Les mois suivants ont été faits de contrôles.
Certains bons.
Certains inquiétants.
Il y a eu des nuits de fièvre où je comptais les minutes avant d’appeler.
Il y a eu des repas où Lucas ne supportait que deux cuillères de pâtes.
Il y a eu des matins où il se mettait en colère parce qu’il voulait juste être un enfant normal, pas un enfant à qui tout le monde demandait comment il allait.
Je n’ai pas toujours été admirable.
J’ai été sèche.
J’ai été épuisée.
J’ai détesté les gens qui se plaignaient de petites choses.
Puis je culpabilisais de les détester.
Une voisine a laissé un sac avec du pain, des compotes et un mot dans notre boîte aux lettres.
Le mot disait simplement :
« Pour ne pas avoir à penser au dîner. »
Je l’ai relu trois fois.
La bonté, parfois, ne fait pas de bruit.
Elle se pose devant une porte et repart avant qu’on puisse remercier.
Lucas a repris l’école petit à petit.
Pas toute la journée au début.
Quelques heures.
Puis un matin entier.
Puis presque une semaine.
Le secrétariat du collège appelait quand il était trop fatigué.
Je venais le chercher.
Il faisait semblant d’être agacé, mais je voyais son soulagement quand il montait dans la voiture.

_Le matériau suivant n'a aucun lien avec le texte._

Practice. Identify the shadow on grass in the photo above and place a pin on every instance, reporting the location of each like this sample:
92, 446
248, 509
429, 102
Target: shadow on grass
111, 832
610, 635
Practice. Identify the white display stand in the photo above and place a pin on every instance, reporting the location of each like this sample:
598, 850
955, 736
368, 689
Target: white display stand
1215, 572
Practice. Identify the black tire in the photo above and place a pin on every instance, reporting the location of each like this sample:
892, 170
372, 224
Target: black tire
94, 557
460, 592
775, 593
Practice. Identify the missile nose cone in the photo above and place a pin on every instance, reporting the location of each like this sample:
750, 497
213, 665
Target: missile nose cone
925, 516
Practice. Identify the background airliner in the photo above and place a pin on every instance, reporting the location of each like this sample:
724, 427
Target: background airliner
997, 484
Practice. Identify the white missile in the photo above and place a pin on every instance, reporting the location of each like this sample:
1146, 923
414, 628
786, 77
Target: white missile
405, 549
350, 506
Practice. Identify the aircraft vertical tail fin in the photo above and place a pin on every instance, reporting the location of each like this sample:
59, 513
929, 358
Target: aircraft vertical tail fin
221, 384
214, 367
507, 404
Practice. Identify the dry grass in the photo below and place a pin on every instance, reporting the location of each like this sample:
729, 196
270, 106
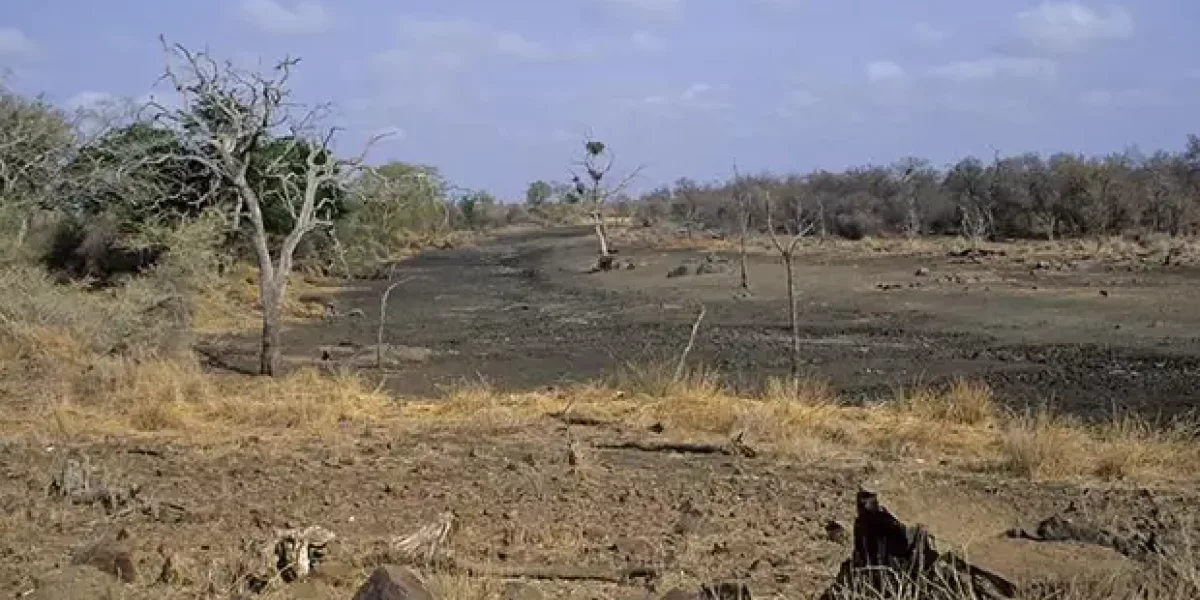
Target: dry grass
1114, 249
64, 388
65, 373
965, 402
232, 304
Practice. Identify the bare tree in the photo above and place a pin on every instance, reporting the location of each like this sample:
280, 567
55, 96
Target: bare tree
742, 201
35, 143
597, 165
227, 114
796, 231
967, 180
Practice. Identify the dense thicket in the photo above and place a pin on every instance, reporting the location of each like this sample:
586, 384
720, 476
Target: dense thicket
1026, 196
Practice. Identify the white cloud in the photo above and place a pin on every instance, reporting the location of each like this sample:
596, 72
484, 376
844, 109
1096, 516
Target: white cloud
460, 39
275, 17
645, 9
647, 41
885, 71
1072, 27
15, 45
700, 96
90, 100
925, 33
799, 105
996, 67
1126, 97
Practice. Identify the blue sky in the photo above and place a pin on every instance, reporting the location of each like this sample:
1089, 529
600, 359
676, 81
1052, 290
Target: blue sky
501, 93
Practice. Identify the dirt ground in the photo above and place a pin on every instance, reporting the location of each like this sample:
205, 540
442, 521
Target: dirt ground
522, 505
1087, 336
521, 313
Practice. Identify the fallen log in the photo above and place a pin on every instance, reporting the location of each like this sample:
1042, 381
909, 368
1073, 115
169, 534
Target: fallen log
733, 448
893, 561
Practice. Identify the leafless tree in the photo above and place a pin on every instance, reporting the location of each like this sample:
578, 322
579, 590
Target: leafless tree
796, 231
35, 143
226, 114
597, 163
743, 203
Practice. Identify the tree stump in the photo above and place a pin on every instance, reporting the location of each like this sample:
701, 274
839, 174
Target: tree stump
893, 561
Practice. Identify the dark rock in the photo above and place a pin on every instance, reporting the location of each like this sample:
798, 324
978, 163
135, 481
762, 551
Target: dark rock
113, 556
76, 582
892, 561
835, 532
725, 591
679, 271
516, 591
391, 582
713, 269
681, 594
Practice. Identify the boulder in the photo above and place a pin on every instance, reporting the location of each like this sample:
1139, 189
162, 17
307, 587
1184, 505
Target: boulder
892, 561
112, 555
391, 582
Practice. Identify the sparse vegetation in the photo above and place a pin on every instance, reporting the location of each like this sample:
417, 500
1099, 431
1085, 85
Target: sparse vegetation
137, 246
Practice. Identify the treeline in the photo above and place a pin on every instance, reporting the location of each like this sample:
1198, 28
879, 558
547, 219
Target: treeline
95, 193
1018, 197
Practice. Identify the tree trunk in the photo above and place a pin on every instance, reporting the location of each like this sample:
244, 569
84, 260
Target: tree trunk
745, 226
601, 233
792, 316
273, 330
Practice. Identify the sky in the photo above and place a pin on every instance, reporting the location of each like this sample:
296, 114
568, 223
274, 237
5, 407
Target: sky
498, 94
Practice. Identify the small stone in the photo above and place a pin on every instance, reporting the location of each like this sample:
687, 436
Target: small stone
113, 556
681, 594
517, 591
391, 582
835, 532
75, 582
678, 271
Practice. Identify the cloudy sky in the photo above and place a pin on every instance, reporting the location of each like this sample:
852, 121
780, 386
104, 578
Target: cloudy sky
499, 93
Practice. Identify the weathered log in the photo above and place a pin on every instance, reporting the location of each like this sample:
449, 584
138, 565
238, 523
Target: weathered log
891, 559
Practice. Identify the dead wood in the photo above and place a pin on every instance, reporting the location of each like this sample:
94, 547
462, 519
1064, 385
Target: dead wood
892, 561
550, 573
733, 448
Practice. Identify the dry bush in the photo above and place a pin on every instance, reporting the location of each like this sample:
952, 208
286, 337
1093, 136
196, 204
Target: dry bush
965, 402
120, 396
138, 317
1039, 444
658, 378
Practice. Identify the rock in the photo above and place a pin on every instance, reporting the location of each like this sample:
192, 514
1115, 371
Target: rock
517, 591
725, 591
713, 269
835, 532
889, 556
81, 483
76, 582
113, 556
679, 271
391, 582
298, 551
633, 549
681, 594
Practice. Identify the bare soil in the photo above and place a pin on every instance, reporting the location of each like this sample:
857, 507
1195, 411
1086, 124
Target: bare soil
522, 312
523, 507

Un jour, il est sorti avec un dessin.
Un but de foot.
Un gardien avec un bonnet gris.
Et autour, des monstres tout petits.
« C’est qui ? » ai-je demandé.
« Des cellules nulles. Elles ont perdu. »
Je l’ai gardé.
Il est encore sur notre frigo.
Aujourd’hui, Lucas est en suivi.
Les médecins utilisent des mots prudents.
Rémission.
Surveillance.
Contrôles réguliers.
Ils ne disent pas que tout est oublié, parce que ce serait faux.
Rien n’est oublié.
Pas l’odeur du désinfectant.
Pas le froid de la salle.
Pas le bruit de l’imprimante.
Pas la main de mon fils dans la mienne quand le médecin a demandé si son père était là.
Mais Lucas rit de nouveau.
Pas tous les jours comme avant.
Pas exactement pareil.
Il a une cicatrice.
Il a des peurs qu’un enfant de dix ans ne devrait pas connaître.
Il a aussi une façon nouvelle de regarder le monde, comme s’il avait compris trop tôt que les après-midi ordinaires sont des cadeaux déguisés.
La première fois qu’il a retapé dans le ballon contre la porte du garage, j’étais dans la cuisine.
J’ai entendu le choc.
Un seul.
Puis un deuxième.
J’ai fermé les yeux.
J’avais envie de lui crier d’arrêter.
Par habitude.
À la place, j’ai posé ma tasse sur la table et je suis restée immobile.
Le bruit était moins fort qu’avant.
Plus lent.
Mais il remplissait la maison.
Et cette fois, je n’ai pas demandé le silence.